Le modifiche dell’accordo intergovernativo sul Mes non sono, secondo la Corte tedesca, di entità tale da cambiare nessuno dei caratteri rilevanti del trattato originario e, quindi, non giustificherebbero un’opposizione di principio alla ratifica. Nella revisione, i requisiti per l’accesso alle linee di finanziamento precauzionale sono definite con più nettezza e in alcuni casi in senso restrittivo e questo aspetto dovrà essere riconsiderato “dall’interno”, ossia aggiustando il regolamento relativo alle regole amministrative degli interventi.

La linea precauzionale è stata applicata nel caso della crisi pandemica senza condizionalità. Ciò dimostra che il Mes rappresenta un veicolo potenziale nel complesso processo che dovrà portare allo sviluppo di una capacità di finanza pubblica comune nell’eurozona della quale beneficerebbero i Paesi che hanno debiti più alti e minori margini di manovra fiscali. Ciò richiede che il Mes e i suoi stretti interlocutori – Commissione europea e Bce – siano messi in grado di distinguere l’origine degli squilibri potenziali e di agire di conseguenza; ciò può essere fatto in sede di ridiscussione delle regolamento e della governance, tutti aspetti amministrativi che possono essere messi a punto dopo la ratifica e l’entrata in vigore del Mes revisionato.

Sino ad ora, quattro Paesi dell’euro hanno utilizzato il Mes, o il suo predecessore, chiamato giornalisticamente il Fondo Salva Stati: a) la Grecia – nell’ambito dei suoi programmi di aggiustamento macroeconomico (2010-2013, 2012-2014, 2015-2018); b) l’ Irlanda – nell’ambito di un programma di aggiustamento macroeconomico (2010-2013); c) la Spagna per la ricapitalizzazione del proprio settore bancario (2012-2014); d) il Portogallo nell’ambito di un programma di aggiustamento macroeconomico (2011-2014).

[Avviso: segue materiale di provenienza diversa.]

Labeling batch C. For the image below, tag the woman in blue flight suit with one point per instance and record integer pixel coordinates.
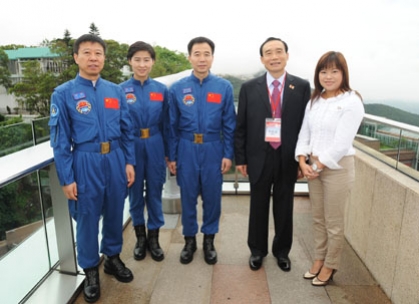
(147, 103)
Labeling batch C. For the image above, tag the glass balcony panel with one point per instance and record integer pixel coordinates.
(25, 242)
(15, 137)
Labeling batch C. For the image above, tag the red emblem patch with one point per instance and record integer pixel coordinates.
(156, 96)
(111, 103)
(214, 97)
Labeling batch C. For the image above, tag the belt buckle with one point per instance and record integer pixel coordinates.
(198, 138)
(145, 133)
(105, 147)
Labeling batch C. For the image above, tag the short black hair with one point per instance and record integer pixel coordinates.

Irlanda, Spagna e Portogallo sono state molto soddisfatte dello strumento, e dell’assistenza tecnica che esso ha comportato. Il caso della Grecia è molto particolare. Da un lato, Atene aveva inviato a Bruxelles, sin dal momento della richiesta per entrare dell’eurozona dati che, a giudizio non solo della Commissione europea ma anche del Fondo monetario internazionale (Fmi), si sono rivelati artefatti, per utilizzare un termine eufemistico. Da un altro, per poter restare non solo nell’eurozona ma anche nella stessa Ue, ha dovuto effettuare riforme drastiche al fine di a) ripristinare la sostenibilità di bilancio; b) salvaguardare la stabilità finanziaria; c) attuare programmi che generino crescita e posti di lavoro; d) modernizzare il settore pubblico. Il riassetto strutturale ha, senza dubbio, colpito numerosi settori tutelati per decenni. È ancora in corso; la crescita è ripresa.

A mio avviso, il nuovo accordo Mes va ratificato. E il governo farebbe bene a considerare seriamente il ricorso al Mes “sanitario” perché per undici anni il settore è stato sotto-finanziato e sia le dinamiche demografiche sia le epidemie vecchie e nuove richiedono con urgenza un maggior impegno per il bene pubblico forse più importante.